Tous les ténors et tous les ministres socialistes du gouvernement, ont ensuite été priés de se ranger derrière la candidature de la majorité, Harlem Désir, sorti « gagnant » de sa « primaire secrète » face à Jean-Christophe Cambadélis. Et ce, au terme d’un processus finalement bien peu démocratique au regard de la primaire de l’an passé, Harlem Désir a fini par recevoir l’onction des militants : 72% des voix face au représentant de l'aile gauche du parti, Emmanuel Maurel. Un score un peu décevant pour un premier secrétaire sous surveillance. Qui tenait, dès le soir de son élection, à mettre les points sur les « i » : « Ma légitimité procède du vote des militants. Je veillerai toujours à ce qu’ils décident souverainement de l’avenir du parti socialiste. » Ca va mieux en le disant.

« Moi, président, je ne serai pas un chef de parti »

L’ancienne figure de SOS-racisme et de la génération Mitterrand dans les années 80 a perdu en charisme et gagné en langue de bois. Député européen, il devient à 53 ans le successeur lointain de François Mitterrand ou de François Hollande. Le président de la République avait d’ailleurs salué son élection d’une manière un peu étonnante, en plein Conseil européen à Bruxelles. « Harlem Désir est un vrai premier secrétaire du parti socialiste. Son score est appréciable ; il aurait fait davantage que c’eût été suspect, il aurait fait moins que c’eût été inquiétant. »

Lui, président, ne serait pas chef de parti. Mais voilà, quoiqu'il en dise, François Hollande reste très attaché à la formation qu'il a dirigé pendant onze ans.
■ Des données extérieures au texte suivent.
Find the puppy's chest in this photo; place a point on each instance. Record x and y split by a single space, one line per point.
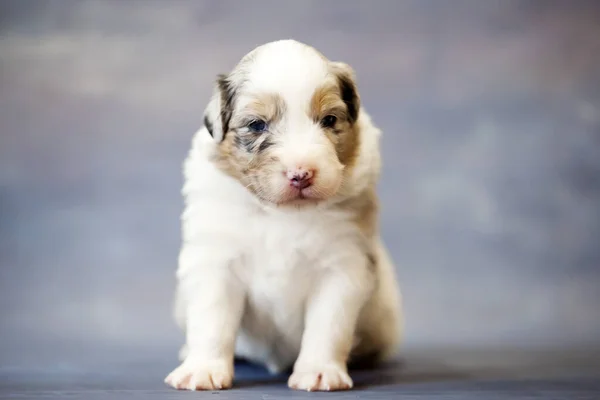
282 261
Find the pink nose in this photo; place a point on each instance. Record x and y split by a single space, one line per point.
300 178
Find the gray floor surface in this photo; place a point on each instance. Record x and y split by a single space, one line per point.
567 374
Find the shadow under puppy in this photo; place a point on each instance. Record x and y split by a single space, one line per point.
282 263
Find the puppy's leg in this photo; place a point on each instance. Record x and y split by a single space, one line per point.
330 321
214 309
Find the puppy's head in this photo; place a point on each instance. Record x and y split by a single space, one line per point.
285 123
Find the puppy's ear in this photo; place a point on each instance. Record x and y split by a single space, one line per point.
220 108
346 79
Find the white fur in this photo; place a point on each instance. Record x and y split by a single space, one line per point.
281 286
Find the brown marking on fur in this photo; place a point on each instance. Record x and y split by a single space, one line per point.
327 100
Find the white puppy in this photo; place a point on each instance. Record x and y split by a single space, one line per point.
282 263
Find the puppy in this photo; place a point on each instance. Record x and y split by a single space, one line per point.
282 263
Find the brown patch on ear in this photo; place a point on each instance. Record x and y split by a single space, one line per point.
348 90
326 100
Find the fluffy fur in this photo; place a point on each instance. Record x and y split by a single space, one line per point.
282 263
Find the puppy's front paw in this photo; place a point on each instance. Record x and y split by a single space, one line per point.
321 378
201 375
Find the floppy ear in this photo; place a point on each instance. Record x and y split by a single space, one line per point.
346 79
220 108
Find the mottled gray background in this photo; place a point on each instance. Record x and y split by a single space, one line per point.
491 186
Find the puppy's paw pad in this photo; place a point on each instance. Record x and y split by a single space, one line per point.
200 376
329 378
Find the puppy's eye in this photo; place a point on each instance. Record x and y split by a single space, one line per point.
257 126
329 121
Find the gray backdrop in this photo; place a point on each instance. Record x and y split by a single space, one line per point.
490 192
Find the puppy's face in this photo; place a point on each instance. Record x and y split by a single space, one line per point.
285 123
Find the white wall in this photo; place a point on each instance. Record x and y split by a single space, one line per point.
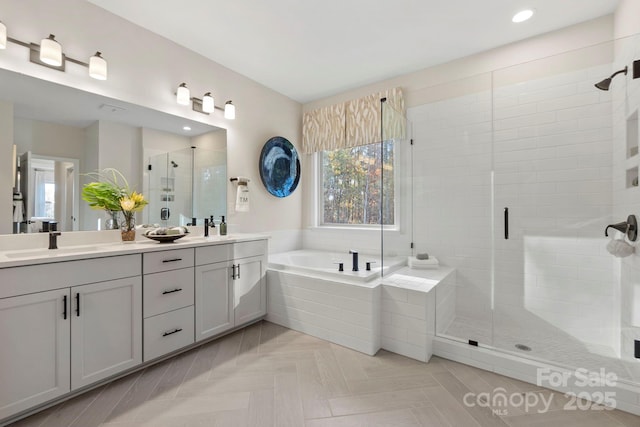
145 69
626 197
48 139
6 169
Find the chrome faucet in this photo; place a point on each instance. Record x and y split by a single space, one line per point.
53 239
355 260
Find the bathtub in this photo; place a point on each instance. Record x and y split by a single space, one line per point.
307 293
325 264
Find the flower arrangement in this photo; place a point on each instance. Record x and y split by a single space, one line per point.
111 192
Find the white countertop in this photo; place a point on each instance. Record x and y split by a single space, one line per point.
421 280
42 255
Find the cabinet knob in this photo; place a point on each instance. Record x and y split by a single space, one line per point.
175 331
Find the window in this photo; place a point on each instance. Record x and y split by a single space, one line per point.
352 187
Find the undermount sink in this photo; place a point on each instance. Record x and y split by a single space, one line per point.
50 252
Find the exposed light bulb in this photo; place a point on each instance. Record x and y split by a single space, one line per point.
229 111
98 67
522 16
183 97
208 104
3 36
51 51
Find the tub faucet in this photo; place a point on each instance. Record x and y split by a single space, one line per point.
53 239
355 260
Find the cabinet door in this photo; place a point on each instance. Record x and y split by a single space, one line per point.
34 355
214 300
249 293
106 329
Il a suivi de près toutes les négociations et les marchandages dans la répartition des postes au sein de la direction. Certains ont même brandi des SMS du chef de l'Etat pour dire qu'ils avaient son soutien. Rien ne bien neuf en fait sous la Ve République : le président a besoin d'un parti qui le soutienne.
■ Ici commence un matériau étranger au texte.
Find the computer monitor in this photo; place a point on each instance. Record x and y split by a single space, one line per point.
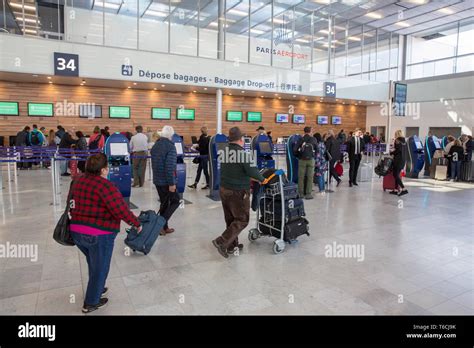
265 147
118 149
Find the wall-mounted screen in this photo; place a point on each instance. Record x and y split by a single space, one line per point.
161 113
298 119
185 114
41 109
235 116
282 118
9 109
119 111
400 99
336 120
323 119
90 111
254 116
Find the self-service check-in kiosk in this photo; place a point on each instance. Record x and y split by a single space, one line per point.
415 158
218 142
291 159
117 150
263 149
432 143
180 165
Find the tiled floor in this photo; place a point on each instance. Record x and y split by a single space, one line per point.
418 257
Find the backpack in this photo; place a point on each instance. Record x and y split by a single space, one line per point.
94 144
306 151
35 138
384 166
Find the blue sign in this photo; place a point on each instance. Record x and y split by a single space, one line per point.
330 89
66 64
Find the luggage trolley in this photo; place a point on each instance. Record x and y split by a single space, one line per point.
269 222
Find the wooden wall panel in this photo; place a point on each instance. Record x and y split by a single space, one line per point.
141 102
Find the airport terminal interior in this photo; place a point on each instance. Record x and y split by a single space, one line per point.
380 81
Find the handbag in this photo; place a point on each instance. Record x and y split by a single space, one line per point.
62 233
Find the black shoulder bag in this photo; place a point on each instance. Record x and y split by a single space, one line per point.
62 233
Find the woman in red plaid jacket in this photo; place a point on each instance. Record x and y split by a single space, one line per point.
97 207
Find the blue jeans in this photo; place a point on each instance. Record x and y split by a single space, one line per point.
455 169
98 252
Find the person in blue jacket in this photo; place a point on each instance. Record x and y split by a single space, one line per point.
163 163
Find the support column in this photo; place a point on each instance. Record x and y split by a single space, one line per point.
220 56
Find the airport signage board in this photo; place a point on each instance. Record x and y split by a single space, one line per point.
9 109
161 113
329 89
254 116
66 64
41 109
235 116
185 114
119 111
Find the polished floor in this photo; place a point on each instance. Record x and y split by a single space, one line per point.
418 257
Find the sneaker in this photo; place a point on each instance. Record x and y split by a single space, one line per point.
403 192
232 250
104 292
220 248
90 308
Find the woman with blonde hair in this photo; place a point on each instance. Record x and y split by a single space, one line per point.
399 160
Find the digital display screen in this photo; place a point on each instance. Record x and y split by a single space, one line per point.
118 149
161 113
265 147
40 109
119 111
235 116
282 118
179 148
9 109
400 99
323 119
90 111
336 120
298 119
254 116
185 114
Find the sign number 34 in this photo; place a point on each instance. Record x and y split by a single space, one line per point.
66 64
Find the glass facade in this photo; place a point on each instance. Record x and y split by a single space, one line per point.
292 34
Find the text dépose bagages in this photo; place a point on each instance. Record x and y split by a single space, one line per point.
389 182
152 224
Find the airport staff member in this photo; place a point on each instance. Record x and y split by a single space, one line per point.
163 163
237 170
139 148
355 146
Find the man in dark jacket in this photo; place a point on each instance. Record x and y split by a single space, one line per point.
355 147
203 147
163 163
333 149
306 150
237 168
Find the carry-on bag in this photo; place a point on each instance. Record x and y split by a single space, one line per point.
152 224
389 182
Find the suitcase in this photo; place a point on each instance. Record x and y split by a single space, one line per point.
441 172
292 231
389 182
466 171
365 172
294 208
152 224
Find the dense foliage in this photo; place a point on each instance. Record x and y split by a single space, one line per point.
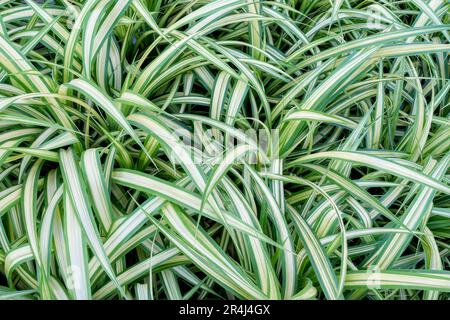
176 149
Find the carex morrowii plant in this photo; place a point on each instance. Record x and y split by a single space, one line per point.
224 149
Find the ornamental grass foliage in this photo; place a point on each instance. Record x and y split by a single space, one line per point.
224 149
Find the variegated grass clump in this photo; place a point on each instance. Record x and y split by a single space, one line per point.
128 167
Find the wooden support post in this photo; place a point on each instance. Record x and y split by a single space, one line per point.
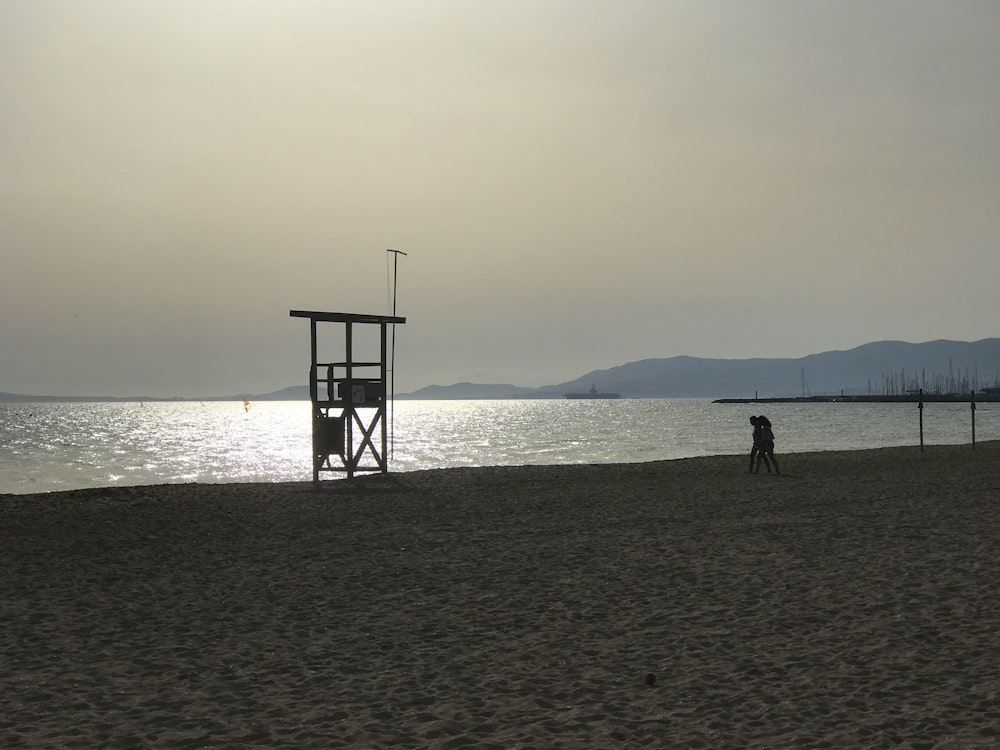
920 407
972 403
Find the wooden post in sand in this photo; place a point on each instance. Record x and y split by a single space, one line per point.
972 403
920 407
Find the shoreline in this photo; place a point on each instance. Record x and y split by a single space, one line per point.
850 601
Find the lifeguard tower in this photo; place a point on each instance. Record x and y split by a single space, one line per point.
348 398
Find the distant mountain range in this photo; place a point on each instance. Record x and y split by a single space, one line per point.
882 367
879 368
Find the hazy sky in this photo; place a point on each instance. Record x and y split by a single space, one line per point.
578 183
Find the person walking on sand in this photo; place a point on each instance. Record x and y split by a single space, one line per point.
766 450
758 434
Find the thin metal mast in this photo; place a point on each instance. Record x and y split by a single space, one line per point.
392 356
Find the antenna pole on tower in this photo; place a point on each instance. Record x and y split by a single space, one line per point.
392 361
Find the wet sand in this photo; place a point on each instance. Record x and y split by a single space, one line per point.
850 602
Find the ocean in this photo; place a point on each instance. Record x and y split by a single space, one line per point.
63 446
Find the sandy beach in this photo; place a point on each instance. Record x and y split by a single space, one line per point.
850 602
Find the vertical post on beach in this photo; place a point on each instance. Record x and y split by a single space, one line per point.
920 407
972 403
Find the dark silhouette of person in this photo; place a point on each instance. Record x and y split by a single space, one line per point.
766 446
758 432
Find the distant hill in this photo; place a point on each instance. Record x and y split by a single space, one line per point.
879 368
469 391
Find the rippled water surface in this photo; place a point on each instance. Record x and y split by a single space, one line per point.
55 446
Un parti godillot qui marche au pas ?

Le PS est-il alors condamné à jouer les godillots, les anciennes chaussures des soldats français ? Faut-il un PS qui marche au pas ? Quel est le rôle du parti quand les socialistes sont au pouvoir ? C'est l'un des enjeux de ce congrès.

Depuis quelques mois, le parti a un peu flotté, on l'a peu entendu. « Il était aux abonnés absents », confiait cette semaine un poids lourd du gouvernement. D'abord parce que tous ses ténors sont devenus ministres. Ensuite parce qu'on était dans un entre-deux, Martine Aubry déjà parti, Harlem Désir pas encore investi.

Mais cette fois, c'est fini, assurent en choeur tous les socialistes. Et puisque les débats politiques ne peuvent pas avoir lieu au sein du gouvernement -sinon ça devient des couacs- c'est au PS que le débat doit avoir lieu. « Le gouvernement ne peut pas avoir le fonctionnement du parti, explique ainsi Marilyse Lebranchu, la ministre de la Réforme de l'Etat. Le PS doit écrire le rassemblement des socialistes autour de leur gouvernement, et préparer le programme de François Hollande en 2017. Un parti politique, c’est un lieu de débat permanent. »

« Rien sous le tapis »

Un PS, aiguillon de la majorité ? L’idée fait son chemin. Un parti en lien à la fois avec le Premier ministre et avec le Parlement. « On dit toujours que le fait d’être dans la majorité amène à une certaine indolence, avec des députés godillots, regrette le député Jean-Jacques Urvoas. Au contraire, c’est le rôle du parti socialiste de faire en sorte qu’aucun sujet ne soit abandonné. Il n’y a aucune raison de mettre sous le tapis les difficultés. »

Rien sous le tapis : sur les contrôles d'identité, le droit de vote des étrangers, ou encore la procréation médicale assistée pour les couples homosexuels, le PS, et notamment l'aile gauche du parti sortie renforcée de ce congrès, entend jouer la vigie des promesses de François Hollande, sans gêner un gouvernement déjà bien malmené. Harlem Désir a aujourd'hui tout à prouver.